Desplegamos Los Quiñones a lo ancho. Exigía el asunto piernas de arrebato. De primero se arrancaban largas las malditas entre escarchas, a cruzar para los bajos; en ello les iba la vida…, y a nosotros.
Nos juntamos al bocadillo en el pinar de la Paulina, al abrigo del poniente, hermanados. Le vi venirse desde lejos, presto, cerraba el abarco por lo más arduo, por lo largo. Enseguida estuvo entre todos. Tres cabezas pardas de corales irisados pendían danzarinas de su percha en el costado; desplegaban las plumas de los pechos brillos sinuosos al solano mortecino. Los dos bracos a los talones de sus botas embarradas y la beretta, con el caño hacia la tierra, del sobaco.
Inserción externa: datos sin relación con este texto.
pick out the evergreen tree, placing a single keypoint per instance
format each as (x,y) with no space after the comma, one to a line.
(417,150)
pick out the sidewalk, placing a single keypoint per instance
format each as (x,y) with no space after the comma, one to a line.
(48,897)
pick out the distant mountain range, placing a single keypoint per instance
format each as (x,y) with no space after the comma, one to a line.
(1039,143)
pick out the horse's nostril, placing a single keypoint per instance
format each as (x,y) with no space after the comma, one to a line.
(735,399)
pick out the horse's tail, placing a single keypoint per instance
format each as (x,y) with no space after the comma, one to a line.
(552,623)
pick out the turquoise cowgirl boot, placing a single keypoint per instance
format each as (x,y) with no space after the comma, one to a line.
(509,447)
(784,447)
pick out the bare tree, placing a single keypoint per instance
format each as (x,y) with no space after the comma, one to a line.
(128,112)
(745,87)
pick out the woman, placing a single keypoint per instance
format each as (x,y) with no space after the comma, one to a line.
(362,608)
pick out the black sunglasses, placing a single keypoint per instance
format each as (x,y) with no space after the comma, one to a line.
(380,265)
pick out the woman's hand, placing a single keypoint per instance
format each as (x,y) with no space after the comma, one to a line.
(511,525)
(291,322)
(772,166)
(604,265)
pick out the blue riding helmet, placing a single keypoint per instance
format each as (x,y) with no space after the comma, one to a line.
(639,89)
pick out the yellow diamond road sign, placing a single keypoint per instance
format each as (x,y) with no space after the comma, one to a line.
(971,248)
Saco la bota raudo por la trasera del chaleco; desenroscó el pitorro, la elevó hasta los cielos, me buscó y, mirándome a los ojos, rezó por to´lo alto…
“Por vosotros compañeros, por todos, por lo nuestro y por muchos años…”
Andrés, el Gadafi, es hermano mayor de la mujer mía y, por lo tanto, como mi hermano. Me alegro mucho amigo mío, camarada, porque nos has tenido preocupados.